Marina Hyde’s article on the Post Office scandal (After 20 years, here’s why the Post Office scandal is special: the cover-up is happening in plain sight, 18 July) provided an excellent explanation of its appalling history and consequences. However, it did not highlight one major aspect that requires full investigation and the production of recommendations.

How could it happen that such a large-scale miscarriage of justice could occur without the criminal courts and its judges discovering it through the trial process? What mechanism, if any, existed for judges dealing with such cases to raise concerns outside the trial process itself? This was a miscarriage of justice that involved many of the same features that were present in the infamous miscarriages of justice of the past – non‑disclosure, a failure to understand or facilitate the investigation of scientific evidence, a casual assumption of guilt, and racism. Had these things been forgotten?

An emphatic restatement of the principle that a key function of the criminal process is to ensure that the innocent are not convicted seems overdue. Hopefully Sir William Blackstone’s ratio, “It is better that 10 guilty persons escape than that one innocent person suffer”, has not been eliminated from the collective memory by a tide of penal populism. If the current inquiry does not address the failings of the courts in this scandal, then that needs to be independently addressed elsewhere.
Nicholas Cooke KC

I was a subpostmaster for eight years, from 2006 to 2014, and lived in dread of every Wednesday’s “balance”. Despite my daily cash-up always balancing, doing the weekly balance invariably showed a shortfall – usually running to a few hundred pounds, which I was always lucky enough to be able to pay out of the minuscule profits from my village shop.

Whenever I called the helpline about this, I was told it was my mistake and that “everyone else balances”. So I stopped querying and just kept paying, in humiliation about being a qualified bookkeeper and being unable to balance my post office. I didn’t keep records of how much money I paid Post Office Ltd – I just paid what the Horizon system claimed that I owed.

I am incandescent with rage at the scandal – and that’s not the only way that Post Office Ltd abused its subpostmasters. It has absolutely zero regard for us and the way it treated us should raise red flags on any number of issues.
Ingrid Jones

The appalling treatment of our subpostmasters by the Post Office as a result of the failure of its own IT systems does not just shame the executives who blamed their employees rather than admit their own errors. The prosecution of hundreds of people whose only common connection was to work for the same employer should have rung alarm bells somewhere in our system of justice.

The scandal highlights the inherent failings of a judicial system where each case involving these similar offences was brought to court and considered by judges and juries in isolation.

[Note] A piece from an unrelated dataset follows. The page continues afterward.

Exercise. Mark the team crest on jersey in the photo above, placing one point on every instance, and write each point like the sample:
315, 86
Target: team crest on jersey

Equally, consideration might also have been given to such a heavy reliance on the same source of evidence, ie a single IT system. What’s more, this “witness”, being a system rather than a person, seems to have been ineffectively interrogated to establish its reliability. Like so many systems, what our legal system is most blind to are the systemic failings, not only of other systems, but of itself.
Timothy Craven
Dorchester, Dorset

Well done for keeping this scandal alive when so many want it swept under the carpet. I share Marina’s hope that the Post Office executives responsible will soon find themselves in prison, to be joined there by water company bosses for the criminal neglect of our water supply infrastructure.